In my professional life no time is more important than the seven days of Organ Donation Week and this certainly no exception. I consider it a privilege to have the opportunity to be the public face of this event. It is a time when we can focus attention on the benefits of Organ Donation and get our message about saving lives out to a wider audience than ever before.
A brisk start to Organ Donation Week is always vital as it introduces the subject to the public and provides momentum which can lead to other media channels picking up the story and running it later in the week. This week started perfectly with a series of media interviews planned to take place in London on Monday and the news that our hashtag #YesIDonate was trending. First port of call was Channel 5 for a pre-recorded interview for their news programme later in the day. I always find that in terms of preparing and feeling confident, the first interview is always the worst. Media is rather like riding a bike, the more you get on with it the easier it feels and the more comfortable you get. In that scenario you can therefore imagine that the first interview feels like taking the stabilisers off for the first time!

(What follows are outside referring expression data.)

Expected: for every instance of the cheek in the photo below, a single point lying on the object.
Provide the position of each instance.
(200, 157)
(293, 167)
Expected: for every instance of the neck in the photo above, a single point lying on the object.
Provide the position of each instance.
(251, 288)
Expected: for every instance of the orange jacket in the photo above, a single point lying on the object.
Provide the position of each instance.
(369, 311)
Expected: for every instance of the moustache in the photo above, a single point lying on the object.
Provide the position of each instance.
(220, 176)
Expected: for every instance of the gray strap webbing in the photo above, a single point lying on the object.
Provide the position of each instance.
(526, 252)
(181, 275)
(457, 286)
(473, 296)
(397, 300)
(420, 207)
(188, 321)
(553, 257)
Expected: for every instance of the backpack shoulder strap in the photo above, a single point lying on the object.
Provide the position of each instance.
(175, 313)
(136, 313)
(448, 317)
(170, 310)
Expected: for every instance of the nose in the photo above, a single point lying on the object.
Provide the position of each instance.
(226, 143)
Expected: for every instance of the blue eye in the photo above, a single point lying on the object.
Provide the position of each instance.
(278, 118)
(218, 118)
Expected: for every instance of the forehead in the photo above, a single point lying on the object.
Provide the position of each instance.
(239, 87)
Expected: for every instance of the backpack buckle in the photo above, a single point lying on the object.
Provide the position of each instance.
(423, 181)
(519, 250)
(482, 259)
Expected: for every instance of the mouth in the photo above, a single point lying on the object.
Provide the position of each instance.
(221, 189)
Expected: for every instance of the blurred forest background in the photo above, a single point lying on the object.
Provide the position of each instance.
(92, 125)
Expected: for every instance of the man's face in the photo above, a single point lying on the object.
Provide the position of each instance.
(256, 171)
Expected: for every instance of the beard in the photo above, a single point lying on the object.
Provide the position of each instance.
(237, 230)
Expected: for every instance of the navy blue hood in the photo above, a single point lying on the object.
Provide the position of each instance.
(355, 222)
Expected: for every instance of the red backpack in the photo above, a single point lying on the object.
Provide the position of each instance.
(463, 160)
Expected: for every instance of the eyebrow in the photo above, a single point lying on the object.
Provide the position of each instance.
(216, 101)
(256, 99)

The Ch5 team were very supportive and clearly engaged with our message about ‘Having the Donation Conversation’ and while I try very hard not to see or indeed hear my own media work I was assured by my assistant that it went well. I am always acutely aware that up and down the UK colleagues are working hard to promote the week and generate publicity and I am very proud to have the opportunity to support their brilliant work by undertaking interviews that I hope will help them get the message out.
I barely had time to thank Ch5 before dashing out into the street for a cab to the BBC Broadcasting House for my first radio interview on BBC Asian Network. I was fortunate to be joined in this interview with a wonderful recipient mum who talked movingly about her agonising wait for a liver for her 5 year old boy. She spoke with such conviction and generosity for her son’s donor family that she made my work easy. I truly struggle with how anyone could have listened to her and not wanted to say yes to organ donation.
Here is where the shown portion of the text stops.